Com bens tangíveis não é assim. Para oferecer mais um par de sapatos ou mais um computador a um cliente interessado em adquiri-los, a empresa que os produz incorre em custos, custos que crescem à medida que ela expande a sua produção. Assim, os custos aumentam nas atividades tradicionais quando aumenta a quantidade produzida. Este aumento no custo de produção em relação ao preço do produto no mercado reduz os lucros e tende, portanto, a impor limites ao crescimento da empresa.

Isso é importante, pois a limitação de tamanho dificulta que poucas empresas concentrem toda a oferta de um produto, o que lhes permitiria cobrar preços mais elevados sem sofrer concorrência, e obter margens de lucros maiores do que aquelas que efetivamente obtêm sob concorrência. Por conseguinte, a elevação do custo marginal é um fator importante (embora não seja o único) a limitar o crescimento das empresas, podendo garantir assim que haja sempre um número elevado de empresas competindo entre si, o que resulta em preços mais baixos e margens de lucro mais reduzidas.

Contudo, no caso dos produtos intangíveis não há elevação do custo marginal. A produção pode ser ampliada a um custo praticamente nulo. O resultado é uma tendência à concentração da produção em poucas empresas, que obtêm margens de lucro elevadas, concentrando em si os lucros.

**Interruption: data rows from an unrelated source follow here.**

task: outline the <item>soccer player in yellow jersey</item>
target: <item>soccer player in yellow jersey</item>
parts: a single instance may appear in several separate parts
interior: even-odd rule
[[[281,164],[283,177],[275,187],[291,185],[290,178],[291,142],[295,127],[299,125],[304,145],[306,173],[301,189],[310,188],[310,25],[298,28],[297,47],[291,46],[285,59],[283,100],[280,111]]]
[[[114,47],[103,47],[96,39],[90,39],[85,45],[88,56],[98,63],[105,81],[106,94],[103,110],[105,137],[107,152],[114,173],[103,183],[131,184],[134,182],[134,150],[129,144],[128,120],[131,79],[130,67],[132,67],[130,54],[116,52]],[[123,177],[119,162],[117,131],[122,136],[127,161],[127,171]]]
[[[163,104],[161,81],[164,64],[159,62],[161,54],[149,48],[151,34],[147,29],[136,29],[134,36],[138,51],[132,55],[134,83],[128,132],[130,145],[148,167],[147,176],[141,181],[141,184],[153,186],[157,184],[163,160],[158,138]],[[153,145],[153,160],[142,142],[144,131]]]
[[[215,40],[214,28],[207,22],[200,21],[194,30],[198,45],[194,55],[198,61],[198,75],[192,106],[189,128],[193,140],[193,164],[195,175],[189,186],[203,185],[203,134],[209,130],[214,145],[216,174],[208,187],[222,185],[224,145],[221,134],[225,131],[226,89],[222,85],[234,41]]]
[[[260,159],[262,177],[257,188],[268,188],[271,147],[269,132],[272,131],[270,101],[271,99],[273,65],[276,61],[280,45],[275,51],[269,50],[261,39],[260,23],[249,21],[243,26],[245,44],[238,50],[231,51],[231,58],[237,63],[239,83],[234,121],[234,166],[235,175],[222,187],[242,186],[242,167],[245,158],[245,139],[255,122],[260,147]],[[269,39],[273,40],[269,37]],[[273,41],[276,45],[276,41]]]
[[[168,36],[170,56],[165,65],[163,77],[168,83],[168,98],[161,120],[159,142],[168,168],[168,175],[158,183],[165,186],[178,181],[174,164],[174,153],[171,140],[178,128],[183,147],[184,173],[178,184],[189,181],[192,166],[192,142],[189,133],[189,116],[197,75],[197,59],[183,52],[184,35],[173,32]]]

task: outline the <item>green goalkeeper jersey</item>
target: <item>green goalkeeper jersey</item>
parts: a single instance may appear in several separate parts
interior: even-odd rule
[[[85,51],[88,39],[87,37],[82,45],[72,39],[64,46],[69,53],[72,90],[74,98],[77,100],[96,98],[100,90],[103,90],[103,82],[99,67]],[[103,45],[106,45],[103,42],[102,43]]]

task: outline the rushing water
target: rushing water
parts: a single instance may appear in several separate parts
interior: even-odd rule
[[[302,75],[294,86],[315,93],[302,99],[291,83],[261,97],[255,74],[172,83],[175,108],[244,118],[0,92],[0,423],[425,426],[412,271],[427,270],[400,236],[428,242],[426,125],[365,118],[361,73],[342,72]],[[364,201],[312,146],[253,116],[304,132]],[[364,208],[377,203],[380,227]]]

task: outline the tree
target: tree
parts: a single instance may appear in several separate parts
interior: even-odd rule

Para entender como isto acontece, considere o fato de que o custo médio de desenvolvimento de um aplicativo de celular gira em torno de 200 mil dólares, ou aproximadamente 1 milhão de reais. Vamos supor que este tipo de aplicativo pode ser baixado por R$ 20. Se uma empresa fabricante conseguir 60.000 downloads, sua receita será de aproximadamente 60.000 x R$ 20, ou R$ 1.200.000 (estou desconsiderando despesas como impostos, para simplificar). Seu lucro, simplificando, será então R$ 1.200.000 de receitas menos 1 milhão gastos no desenvolvimento do aplicativo, ou seja, R$ 200.000.

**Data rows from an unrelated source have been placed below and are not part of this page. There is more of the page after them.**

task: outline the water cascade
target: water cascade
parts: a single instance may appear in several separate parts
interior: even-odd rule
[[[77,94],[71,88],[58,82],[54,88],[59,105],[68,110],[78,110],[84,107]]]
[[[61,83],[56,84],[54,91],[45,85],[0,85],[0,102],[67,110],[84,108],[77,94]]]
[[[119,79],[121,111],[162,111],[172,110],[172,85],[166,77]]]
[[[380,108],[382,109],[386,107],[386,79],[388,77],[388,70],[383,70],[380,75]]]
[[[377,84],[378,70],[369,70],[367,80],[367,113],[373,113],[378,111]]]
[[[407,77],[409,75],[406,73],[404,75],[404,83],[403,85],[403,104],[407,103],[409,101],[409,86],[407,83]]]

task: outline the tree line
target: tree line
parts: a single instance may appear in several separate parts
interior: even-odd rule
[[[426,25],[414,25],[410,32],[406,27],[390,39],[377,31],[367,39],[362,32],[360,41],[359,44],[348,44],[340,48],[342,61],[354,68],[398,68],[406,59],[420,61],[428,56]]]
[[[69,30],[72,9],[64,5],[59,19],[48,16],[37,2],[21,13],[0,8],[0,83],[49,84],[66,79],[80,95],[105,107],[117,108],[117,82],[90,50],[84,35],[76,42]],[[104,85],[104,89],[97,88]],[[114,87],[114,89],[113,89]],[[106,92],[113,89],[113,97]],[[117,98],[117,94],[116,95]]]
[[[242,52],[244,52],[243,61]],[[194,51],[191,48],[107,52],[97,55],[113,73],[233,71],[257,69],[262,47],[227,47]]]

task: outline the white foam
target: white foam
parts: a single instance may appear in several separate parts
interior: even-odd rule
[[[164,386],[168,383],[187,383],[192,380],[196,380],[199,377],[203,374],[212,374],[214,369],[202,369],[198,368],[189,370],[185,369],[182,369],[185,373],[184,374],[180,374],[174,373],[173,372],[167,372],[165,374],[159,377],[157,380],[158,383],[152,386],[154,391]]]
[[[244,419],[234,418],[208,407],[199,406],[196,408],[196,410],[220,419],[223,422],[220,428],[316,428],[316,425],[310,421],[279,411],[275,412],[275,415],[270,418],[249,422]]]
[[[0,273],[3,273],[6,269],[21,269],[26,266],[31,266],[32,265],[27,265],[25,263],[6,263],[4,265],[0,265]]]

Mas vamos imaginar que uma outra empresa desenvolveu com o mesmo custo de 1 milhão outro aplicativo, que atende de forma mais eficaz às preferências dos usuários, e em razão disto se tornou um campeão de vendas, com um milhão de downloads. Neste caso, a receita desta segunda empresa será de 1 milhão x R$ 20, o que dá R$ 20 milhões, e seu lucro será de R$ 19 milhões (R$ 20 milhões de receita menos R$ 1 milhão de custos de desenvolvimento do aplicativo), muito acima dos R$ 200 mil da primeira empresa.

O que este exemplo ilustrativo mostra é que a competição entre empresas que participam da revolução digital acontece por meio de produtos inovadores, que se tornam campeões de vendas e com isso geram lucros muito maiores do que os lucros dos seus concorrentes. Neste caso, não se trata da tradicional competição por preços, em que as empresas se esforçam para oferecer quantidades crescentes aos menores preços possíveis, dado que os seus custos aumentam quando aumenta a quantidade vendida.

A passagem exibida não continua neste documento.